As the 2008 presidential campaign approached, David Axelrod, who gave up a newspaper career to work in politics, had a handful of options for whom to back. He had been an adviser to five of the early candidates, including the front-runner, then-Sen. Hillary Rodham Clinton, D-N.Y.

He’d also advised Sen. Barack Obama, D-Ill., who, in 2008, was barely three years into his Senate career.

Axelrod had been affiliated with Obama since the early 1990s. Both were living, and crafting political careers, in Chicago.

When decision time came in 2008, he stuck with his fellow-Chicagoan, the barely-known Obama.

Two successful presidential elections later, Axelrod is about to start as inaugural director of the University of Chicago Institute of Politics.

Imagine the back-room gossip if Axelrod had left Obama’s campaign for Clinton’s, then rejoined Obama after Clinton’s primary defeat. Instead of being respected as a through-thick-and-thin loyalist, he might have been dismissed as a slick opportunist.

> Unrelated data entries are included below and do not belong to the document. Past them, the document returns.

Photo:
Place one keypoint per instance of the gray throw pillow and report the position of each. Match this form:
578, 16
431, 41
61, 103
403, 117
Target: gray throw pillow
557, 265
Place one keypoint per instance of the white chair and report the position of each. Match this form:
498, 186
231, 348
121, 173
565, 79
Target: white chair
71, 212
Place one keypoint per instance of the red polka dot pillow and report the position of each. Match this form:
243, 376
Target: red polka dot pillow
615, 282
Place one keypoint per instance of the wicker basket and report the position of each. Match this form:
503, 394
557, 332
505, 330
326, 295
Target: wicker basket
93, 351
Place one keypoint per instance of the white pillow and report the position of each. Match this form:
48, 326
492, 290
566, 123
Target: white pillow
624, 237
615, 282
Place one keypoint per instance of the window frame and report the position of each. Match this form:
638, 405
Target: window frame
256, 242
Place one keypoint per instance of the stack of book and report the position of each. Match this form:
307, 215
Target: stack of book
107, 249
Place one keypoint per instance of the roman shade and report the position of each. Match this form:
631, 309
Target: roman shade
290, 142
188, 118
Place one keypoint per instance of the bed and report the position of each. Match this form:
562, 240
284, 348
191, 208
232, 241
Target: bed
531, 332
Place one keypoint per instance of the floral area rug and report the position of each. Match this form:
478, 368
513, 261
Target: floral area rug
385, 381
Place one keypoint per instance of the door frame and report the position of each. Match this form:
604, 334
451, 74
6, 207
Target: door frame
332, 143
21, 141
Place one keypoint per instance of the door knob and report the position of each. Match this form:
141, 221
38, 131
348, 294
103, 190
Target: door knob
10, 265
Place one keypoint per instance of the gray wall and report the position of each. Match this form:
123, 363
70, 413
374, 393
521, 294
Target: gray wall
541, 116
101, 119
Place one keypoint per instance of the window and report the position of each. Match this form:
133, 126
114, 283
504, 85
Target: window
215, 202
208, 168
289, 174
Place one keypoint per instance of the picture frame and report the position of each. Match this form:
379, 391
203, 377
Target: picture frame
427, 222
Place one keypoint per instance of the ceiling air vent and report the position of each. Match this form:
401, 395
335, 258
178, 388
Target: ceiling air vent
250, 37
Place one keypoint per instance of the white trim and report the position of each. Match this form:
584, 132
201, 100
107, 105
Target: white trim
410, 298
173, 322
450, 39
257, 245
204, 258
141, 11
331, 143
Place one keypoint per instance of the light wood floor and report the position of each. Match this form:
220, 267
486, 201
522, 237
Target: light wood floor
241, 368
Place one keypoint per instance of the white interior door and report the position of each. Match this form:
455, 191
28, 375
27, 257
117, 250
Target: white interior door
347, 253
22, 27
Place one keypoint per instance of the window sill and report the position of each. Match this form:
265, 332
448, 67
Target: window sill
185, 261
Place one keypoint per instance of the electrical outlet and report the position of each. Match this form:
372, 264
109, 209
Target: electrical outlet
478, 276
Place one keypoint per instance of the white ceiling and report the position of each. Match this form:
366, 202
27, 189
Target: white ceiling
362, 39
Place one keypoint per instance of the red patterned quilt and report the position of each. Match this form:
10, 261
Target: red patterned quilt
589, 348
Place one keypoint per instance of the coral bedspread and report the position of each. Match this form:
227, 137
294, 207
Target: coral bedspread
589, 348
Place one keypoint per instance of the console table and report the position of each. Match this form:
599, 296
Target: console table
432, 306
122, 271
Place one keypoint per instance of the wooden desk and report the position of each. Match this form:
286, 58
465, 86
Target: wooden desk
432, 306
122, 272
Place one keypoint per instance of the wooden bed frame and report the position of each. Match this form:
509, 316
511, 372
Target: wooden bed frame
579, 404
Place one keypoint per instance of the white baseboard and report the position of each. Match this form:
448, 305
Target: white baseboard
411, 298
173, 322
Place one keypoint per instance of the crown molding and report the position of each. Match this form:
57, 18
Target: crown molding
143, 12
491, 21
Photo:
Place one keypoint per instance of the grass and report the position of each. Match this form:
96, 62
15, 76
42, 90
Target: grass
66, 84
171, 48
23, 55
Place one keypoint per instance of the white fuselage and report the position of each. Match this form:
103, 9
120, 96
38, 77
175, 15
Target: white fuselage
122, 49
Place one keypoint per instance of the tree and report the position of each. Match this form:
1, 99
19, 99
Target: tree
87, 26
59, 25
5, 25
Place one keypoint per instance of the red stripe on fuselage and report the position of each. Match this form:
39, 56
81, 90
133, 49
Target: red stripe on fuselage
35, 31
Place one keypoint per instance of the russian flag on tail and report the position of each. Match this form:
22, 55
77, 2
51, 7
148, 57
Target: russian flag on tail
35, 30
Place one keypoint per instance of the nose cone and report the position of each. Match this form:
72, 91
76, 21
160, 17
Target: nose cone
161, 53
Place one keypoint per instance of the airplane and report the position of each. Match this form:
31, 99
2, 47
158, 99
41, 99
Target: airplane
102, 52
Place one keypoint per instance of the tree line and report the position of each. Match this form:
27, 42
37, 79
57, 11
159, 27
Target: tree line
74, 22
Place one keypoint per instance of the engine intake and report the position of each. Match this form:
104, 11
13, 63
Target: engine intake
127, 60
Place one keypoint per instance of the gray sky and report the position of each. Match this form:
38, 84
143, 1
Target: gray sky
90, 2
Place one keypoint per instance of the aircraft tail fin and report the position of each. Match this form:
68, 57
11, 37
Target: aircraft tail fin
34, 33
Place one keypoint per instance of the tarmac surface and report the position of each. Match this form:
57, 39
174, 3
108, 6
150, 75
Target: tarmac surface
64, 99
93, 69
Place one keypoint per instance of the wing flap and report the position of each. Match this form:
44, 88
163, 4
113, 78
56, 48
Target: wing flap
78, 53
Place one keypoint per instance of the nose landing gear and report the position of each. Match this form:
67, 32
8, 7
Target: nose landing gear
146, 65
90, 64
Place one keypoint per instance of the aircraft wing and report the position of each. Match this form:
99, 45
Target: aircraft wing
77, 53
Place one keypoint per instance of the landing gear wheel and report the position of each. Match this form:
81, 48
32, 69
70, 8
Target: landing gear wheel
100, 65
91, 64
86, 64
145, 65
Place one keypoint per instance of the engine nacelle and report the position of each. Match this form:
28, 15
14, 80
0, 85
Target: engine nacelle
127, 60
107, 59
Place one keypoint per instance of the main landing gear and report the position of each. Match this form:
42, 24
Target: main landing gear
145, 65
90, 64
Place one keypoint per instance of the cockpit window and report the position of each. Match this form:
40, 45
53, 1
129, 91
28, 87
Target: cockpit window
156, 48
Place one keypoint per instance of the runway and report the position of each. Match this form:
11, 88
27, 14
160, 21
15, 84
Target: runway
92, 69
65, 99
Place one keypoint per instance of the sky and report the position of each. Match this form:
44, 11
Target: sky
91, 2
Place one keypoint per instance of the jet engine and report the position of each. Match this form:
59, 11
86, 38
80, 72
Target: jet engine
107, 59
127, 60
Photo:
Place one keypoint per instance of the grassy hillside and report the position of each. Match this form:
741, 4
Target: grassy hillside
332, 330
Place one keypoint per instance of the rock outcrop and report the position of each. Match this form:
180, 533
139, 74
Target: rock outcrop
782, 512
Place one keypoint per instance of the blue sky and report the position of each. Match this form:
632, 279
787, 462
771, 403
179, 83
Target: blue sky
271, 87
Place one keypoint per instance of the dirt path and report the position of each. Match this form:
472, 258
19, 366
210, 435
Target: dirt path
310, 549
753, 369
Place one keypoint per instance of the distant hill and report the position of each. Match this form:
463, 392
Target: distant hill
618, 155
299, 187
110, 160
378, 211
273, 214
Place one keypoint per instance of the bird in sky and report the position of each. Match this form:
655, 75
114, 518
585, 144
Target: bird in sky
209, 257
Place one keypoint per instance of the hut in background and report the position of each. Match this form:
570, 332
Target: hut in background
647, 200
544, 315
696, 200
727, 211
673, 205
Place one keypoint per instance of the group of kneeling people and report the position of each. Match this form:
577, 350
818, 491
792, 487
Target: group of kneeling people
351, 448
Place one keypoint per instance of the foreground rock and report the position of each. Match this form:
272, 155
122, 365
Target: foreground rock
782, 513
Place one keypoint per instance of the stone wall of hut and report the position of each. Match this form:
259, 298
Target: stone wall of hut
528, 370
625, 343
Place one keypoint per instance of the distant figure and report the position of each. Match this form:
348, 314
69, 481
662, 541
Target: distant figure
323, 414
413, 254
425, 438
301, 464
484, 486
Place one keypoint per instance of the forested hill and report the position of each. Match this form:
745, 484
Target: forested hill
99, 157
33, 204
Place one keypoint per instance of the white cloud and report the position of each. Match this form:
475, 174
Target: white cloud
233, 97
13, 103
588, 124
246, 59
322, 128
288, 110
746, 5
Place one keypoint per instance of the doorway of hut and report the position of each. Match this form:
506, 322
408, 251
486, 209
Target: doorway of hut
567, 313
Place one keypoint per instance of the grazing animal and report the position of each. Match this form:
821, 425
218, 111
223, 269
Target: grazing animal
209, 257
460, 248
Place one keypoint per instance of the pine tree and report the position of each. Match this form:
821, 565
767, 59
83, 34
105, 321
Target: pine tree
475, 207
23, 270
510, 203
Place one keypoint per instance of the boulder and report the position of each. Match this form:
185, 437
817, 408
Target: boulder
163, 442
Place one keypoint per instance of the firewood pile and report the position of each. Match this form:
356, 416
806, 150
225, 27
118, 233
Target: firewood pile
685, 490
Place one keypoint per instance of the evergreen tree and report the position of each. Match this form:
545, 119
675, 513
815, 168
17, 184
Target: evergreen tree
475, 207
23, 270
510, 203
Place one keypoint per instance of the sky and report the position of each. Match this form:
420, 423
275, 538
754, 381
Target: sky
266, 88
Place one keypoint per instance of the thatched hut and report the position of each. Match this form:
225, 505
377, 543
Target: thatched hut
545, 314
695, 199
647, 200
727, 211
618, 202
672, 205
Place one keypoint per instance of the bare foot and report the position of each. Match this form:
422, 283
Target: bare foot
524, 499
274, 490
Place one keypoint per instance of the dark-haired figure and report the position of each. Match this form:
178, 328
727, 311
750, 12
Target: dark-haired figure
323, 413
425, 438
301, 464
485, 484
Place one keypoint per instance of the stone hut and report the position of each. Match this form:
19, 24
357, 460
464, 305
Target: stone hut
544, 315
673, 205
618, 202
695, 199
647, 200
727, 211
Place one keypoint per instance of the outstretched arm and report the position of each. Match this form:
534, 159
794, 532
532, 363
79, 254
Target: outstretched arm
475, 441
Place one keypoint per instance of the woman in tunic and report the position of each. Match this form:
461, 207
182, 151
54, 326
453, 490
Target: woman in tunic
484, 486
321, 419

But Axelrod was smart. He knew that to build a reputation, he had to choose one candidate and stick with him.

Like Axelrod, lawyers should avoid the pingpong practice.

This month’s cover story looks at switch-hitters, attorneys who alternate between plaintiffs and defendants. Unlike attorneys who have changed course and stuck with it – prosecutors to defense attorneys is a common path – the switch-hitters are trial lawyers who readily represent either side, then return to the opponent when the next case comes around.

That is a problem, said Dean Dietrich, former chairman of the State Bar of Wisconsin’s Professional Ethics Committee.

“I don’t believe there are different levels of loyalty,” Dietrich said. “Loyalty is a concept that is drafted clearly into the Lawyer’s Oath and the Rules of Professional Conduct. And when you start using information that you’ve acquired from representing a client against that client, you really, in my view, go beyond what is reasonably meant by the concept of loyalty.”

Perceived loyalty is crucial, he said, to a successful attorney-client relationship. And even if the attorneys insist they won’t use insider information against former clients, the perception that they could or might “hurts the profession and our reputation,” Dietrich said.

Committing to representing plaintiffs or defendants should be weighed as seriously as backing one candidate versus another. Respected careers in the law, as in politics, are built on reputation, not versatility.